Lo stallone monta anche due cavalle del nolano Davide Perillo, la baia mezzosangue Bellaspetto e la saura Zingarella, e la saura Orca, del Conte di Sclafani. Nello stesso mese Cambermere, “figlio di Bran e di Eleanor, stallone di puro sangue, di manto baio” “copre” cavalle importanti: Ergia, baia purosangue, di anni 11, di razza inglese, che don Giuseppe Calzolajo ha comprato in Francia; Paggiana, storna, di anni 14, di razza mista, che il proprietario, Pasquale Capitelli, ha fatto correre, con successo, a Livorno e a Genova; Signorella, araba purosangue, storna, di 14 anni, che appartiene ad Angelo Adinolfi. Ma il fuoriclasse è Garilan, uno stallone arabo, di manto storno, ogni monta del quale costa al proprietario della giumenta 6 ducati, a cui bisogna aggiungere mezzo ducato per i palafrenieri Antonio Raus e Vincenzo Apollonio.

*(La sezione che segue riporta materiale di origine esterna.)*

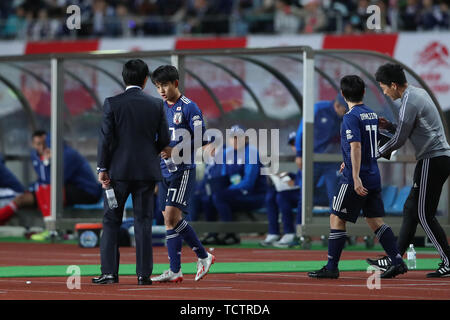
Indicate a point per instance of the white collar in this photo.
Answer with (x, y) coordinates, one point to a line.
(129, 87)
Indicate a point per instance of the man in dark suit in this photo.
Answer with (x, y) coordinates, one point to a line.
(134, 131)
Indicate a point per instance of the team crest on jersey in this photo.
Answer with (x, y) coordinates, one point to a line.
(177, 117)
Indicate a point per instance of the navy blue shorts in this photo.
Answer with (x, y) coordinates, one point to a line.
(177, 190)
(347, 204)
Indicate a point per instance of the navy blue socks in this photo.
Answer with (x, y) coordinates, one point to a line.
(336, 242)
(188, 234)
(174, 243)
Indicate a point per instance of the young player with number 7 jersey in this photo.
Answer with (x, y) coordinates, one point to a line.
(360, 184)
(178, 182)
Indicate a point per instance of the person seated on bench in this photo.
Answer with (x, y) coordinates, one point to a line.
(247, 187)
(10, 188)
(80, 183)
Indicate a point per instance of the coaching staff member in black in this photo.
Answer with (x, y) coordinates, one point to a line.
(134, 131)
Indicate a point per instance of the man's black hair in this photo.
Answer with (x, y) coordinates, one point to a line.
(390, 73)
(134, 72)
(38, 133)
(165, 74)
(352, 88)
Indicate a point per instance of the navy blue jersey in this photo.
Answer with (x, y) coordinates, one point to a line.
(184, 114)
(8, 180)
(360, 124)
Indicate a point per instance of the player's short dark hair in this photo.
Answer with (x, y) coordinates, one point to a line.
(390, 73)
(38, 133)
(352, 88)
(134, 72)
(165, 74)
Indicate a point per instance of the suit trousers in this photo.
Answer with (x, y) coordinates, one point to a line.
(143, 206)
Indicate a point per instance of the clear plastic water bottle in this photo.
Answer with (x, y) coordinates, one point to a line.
(111, 197)
(411, 257)
(171, 166)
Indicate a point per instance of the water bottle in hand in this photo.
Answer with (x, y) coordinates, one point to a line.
(171, 166)
(411, 257)
(111, 197)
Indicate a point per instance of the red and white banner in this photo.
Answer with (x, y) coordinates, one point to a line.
(428, 54)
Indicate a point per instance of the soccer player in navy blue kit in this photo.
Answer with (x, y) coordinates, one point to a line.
(360, 185)
(177, 187)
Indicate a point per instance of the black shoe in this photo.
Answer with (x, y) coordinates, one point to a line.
(324, 273)
(211, 238)
(142, 281)
(106, 278)
(394, 270)
(441, 272)
(383, 263)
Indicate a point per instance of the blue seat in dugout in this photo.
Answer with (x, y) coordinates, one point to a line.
(397, 207)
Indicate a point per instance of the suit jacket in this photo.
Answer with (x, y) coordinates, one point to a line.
(134, 131)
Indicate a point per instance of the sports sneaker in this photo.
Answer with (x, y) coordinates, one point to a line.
(210, 238)
(441, 272)
(230, 239)
(394, 270)
(169, 276)
(287, 241)
(203, 266)
(41, 236)
(324, 273)
(383, 263)
(269, 240)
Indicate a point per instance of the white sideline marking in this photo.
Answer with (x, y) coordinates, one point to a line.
(176, 288)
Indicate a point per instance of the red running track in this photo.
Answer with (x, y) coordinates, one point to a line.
(242, 286)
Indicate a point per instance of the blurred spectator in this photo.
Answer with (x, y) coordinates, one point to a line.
(313, 17)
(40, 27)
(410, 15)
(285, 19)
(45, 19)
(15, 24)
(434, 16)
(359, 17)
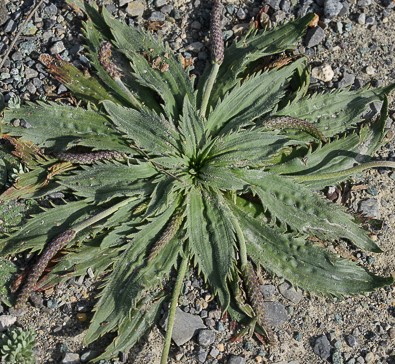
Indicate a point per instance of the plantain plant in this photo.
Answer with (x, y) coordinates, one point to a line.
(161, 173)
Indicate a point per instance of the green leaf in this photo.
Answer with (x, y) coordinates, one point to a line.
(148, 130)
(7, 272)
(243, 53)
(303, 264)
(104, 181)
(333, 113)
(254, 97)
(246, 148)
(60, 126)
(305, 211)
(43, 227)
(173, 84)
(132, 276)
(211, 240)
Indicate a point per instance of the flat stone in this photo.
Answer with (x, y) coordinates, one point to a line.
(71, 358)
(57, 48)
(185, 327)
(347, 80)
(332, 8)
(323, 73)
(290, 293)
(370, 208)
(322, 347)
(135, 8)
(6, 321)
(236, 360)
(157, 16)
(275, 313)
(3, 13)
(314, 37)
(206, 337)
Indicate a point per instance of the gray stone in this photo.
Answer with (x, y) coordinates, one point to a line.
(370, 208)
(3, 13)
(268, 291)
(351, 340)
(195, 47)
(332, 8)
(124, 2)
(206, 337)
(236, 360)
(157, 16)
(364, 3)
(160, 3)
(241, 14)
(6, 321)
(30, 73)
(185, 327)
(275, 313)
(57, 48)
(71, 358)
(322, 347)
(136, 8)
(290, 293)
(347, 80)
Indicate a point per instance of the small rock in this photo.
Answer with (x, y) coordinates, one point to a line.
(347, 80)
(276, 314)
(351, 340)
(160, 3)
(290, 293)
(6, 321)
(323, 73)
(185, 327)
(370, 208)
(195, 47)
(157, 16)
(314, 36)
(236, 360)
(135, 8)
(124, 2)
(57, 48)
(3, 13)
(71, 358)
(241, 14)
(332, 8)
(30, 73)
(322, 347)
(268, 291)
(206, 337)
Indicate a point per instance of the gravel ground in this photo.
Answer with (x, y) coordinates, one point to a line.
(353, 46)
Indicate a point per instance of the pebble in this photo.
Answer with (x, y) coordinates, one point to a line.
(314, 37)
(186, 326)
(347, 80)
(370, 208)
(3, 13)
(6, 321)
(275, 313)
(157, 16)
(332, 8)
(323, 73)
(57, 48)
(322, 347)
(206, 337)
(236, 360)
(288, 292)
(71, 358)
(136, 8)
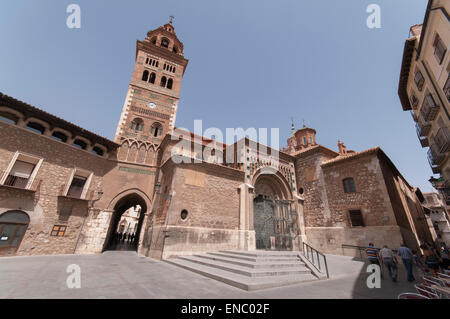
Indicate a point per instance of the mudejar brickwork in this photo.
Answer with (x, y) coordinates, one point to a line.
(63, 189)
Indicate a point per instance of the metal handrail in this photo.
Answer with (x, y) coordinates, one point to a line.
(308, 250)
(361, 249)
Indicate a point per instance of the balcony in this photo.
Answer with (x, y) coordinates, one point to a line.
(435, 158)
(75, 192)
(429, 108)
(442, 139)
(422, 128)
(17, 182)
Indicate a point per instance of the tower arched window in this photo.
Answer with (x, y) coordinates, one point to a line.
(145, 76)
(163, 81)
(152, 78)
(137, 125)
(156, 129)
(165, 42)
(349, 185)
(170, 84)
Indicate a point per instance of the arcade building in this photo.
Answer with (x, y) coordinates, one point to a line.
(63, 189)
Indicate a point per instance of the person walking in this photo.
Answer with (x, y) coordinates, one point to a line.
(388, 258)
(407, 257)
(431, 260)
(372, 254)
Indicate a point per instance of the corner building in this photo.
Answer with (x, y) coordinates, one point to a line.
(64, 189)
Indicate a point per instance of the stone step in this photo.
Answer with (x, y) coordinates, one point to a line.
(255, 263)
(254, 259)
(241, 281)
(262, 253)
(246, 271)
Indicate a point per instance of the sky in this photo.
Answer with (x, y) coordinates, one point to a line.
(251, 64)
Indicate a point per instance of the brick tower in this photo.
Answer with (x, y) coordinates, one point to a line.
(152, 99)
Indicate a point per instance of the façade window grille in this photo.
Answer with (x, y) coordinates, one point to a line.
(349, 185)
(356, 218)
(170, 84)
(145, 76)
(152, 78)
(163, 81)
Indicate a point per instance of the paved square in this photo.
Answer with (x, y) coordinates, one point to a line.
(124, 274)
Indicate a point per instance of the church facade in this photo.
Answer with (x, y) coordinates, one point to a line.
(64, 189)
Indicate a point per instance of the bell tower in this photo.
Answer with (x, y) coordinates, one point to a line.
(151, 104)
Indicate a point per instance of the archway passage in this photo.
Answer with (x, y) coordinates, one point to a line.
(126, 223)
(272, 215)
(13, 225)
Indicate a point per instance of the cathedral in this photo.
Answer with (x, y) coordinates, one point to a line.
(64, 189)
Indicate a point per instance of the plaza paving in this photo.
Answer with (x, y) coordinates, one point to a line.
(124, 274)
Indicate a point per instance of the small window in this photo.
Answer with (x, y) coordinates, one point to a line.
(163, 81)
(97, 150)
(439, 49)
(419, 80)
(20, 174)
(356, 218)
(170, 84)
(156, 129)
(76, 186)
(349, 185)
(59, 136)
(137, 125)
(165, 43)
(414, 100)
(145, 76)
(8, 118)
(80, 144)
(58, 230)
(152, 78)
(36, 127)
(447, 88)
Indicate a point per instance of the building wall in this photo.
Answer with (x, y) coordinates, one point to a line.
(210, 195)
(44, 207)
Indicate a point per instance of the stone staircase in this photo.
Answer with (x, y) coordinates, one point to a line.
(249, 270)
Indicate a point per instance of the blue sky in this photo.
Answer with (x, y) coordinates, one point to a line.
(251, 64)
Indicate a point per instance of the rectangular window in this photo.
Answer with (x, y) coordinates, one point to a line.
(419, 80)
(21, 172)
(58, 230)
(356, 218)
(439, 49)
(349, 185)
(414, 101)
(77, 186)
(447, 88)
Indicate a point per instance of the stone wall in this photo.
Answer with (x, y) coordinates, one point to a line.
(44, 206)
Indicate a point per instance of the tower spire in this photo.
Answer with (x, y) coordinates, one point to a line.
(292, 126)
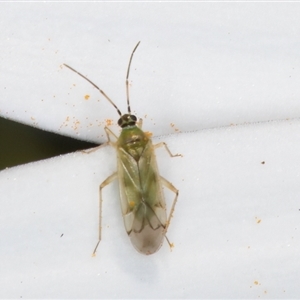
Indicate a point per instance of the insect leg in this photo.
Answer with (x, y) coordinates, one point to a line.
(106, 182)
(172, 188)
(109, 133)
(140, 123)
(167, 148)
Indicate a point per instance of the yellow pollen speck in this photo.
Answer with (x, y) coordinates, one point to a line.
(148, 134)
(108, 122)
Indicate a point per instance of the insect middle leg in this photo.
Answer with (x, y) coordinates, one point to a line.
(173, 189)
(106, 182)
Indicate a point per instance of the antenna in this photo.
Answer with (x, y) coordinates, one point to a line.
(115, 106)
(127, 85)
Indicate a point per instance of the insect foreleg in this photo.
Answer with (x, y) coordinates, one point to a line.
(140, 123)
(167, 148)
(109, 133)
(106, 182)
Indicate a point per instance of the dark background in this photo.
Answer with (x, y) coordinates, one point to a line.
(20, 144)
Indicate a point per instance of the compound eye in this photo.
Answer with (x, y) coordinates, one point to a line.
(120, 122)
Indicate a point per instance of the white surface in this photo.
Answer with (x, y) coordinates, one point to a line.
(200, 65)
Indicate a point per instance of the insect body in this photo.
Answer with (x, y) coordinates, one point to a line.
(142, 199)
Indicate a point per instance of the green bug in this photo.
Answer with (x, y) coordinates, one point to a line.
(142, 199)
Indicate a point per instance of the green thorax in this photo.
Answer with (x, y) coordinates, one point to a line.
(133, 141)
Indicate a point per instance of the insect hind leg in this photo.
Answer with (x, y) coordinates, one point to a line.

Don Giulio Torno paga, invece, 10 ducati, e in più un ducato ai palafrenieri, perché Garilan “copra“ la sua Duchessa, una saura bruciata, di 25 anni, della razza di Persano. Nel 1856 il bando dell’ Intendente di Caserta, pubblicato anche nei Comuni della Provincia di Napoli, comunica che gli stalloni scelti per la monta sono Bold Davie, purosangue arabo, figlio di Priam e di Fair Rosamond, di manto baio, che nel ’55 ha “coperto“ 5 giumente del Conte di Montesantangelo, 2 del Principe di Gerace, 2 del sig. Fiondella, che è forse di Aversa, dove certamente possiede un importante allevamento di bufali; Lindrich, purosangue inglese, figlio di Truc Boy e di una figlia di Actacon, baio con due piccolissimi segni bianchi ai piedi di dietro.
L’anno prima Lindrich, appena arrivato a Carditello, ha montato tre giumente del Principe di Ottajano e due del Principe di Montemiletto, entrambe della razza di Persano, Ginestra e Mongiana. E sarebbe interessante sapere cosa spinse il Principe a dare alla cavalla il nome della fonderia calabrese. Nel ’57 gli stalloni sono Voyager e The Lord of the Manor. Voyager è figlio di Cardinal Puff e di una figlia di Blucher, che fu madre anche di Emigrant. The Lord of the Manor è un baio inglese mezzosangue, con piccola stella sulla fronte. Ogni monta costa 11 ducati, 10 alla Commissione, e 1 ai palafrenieri. Dopo le prime monte, The Lord viene colpito da una violenta colica nefritica.
Il veterinario Aniello Russo interviene, dopo aver avuto l’approvazione del Principe di Ottajano, con clisteri e bibite di decozione di malva con l’aggiunta di nitro. Le carte non ci dicono quando e come il cavallo riprende l’attività.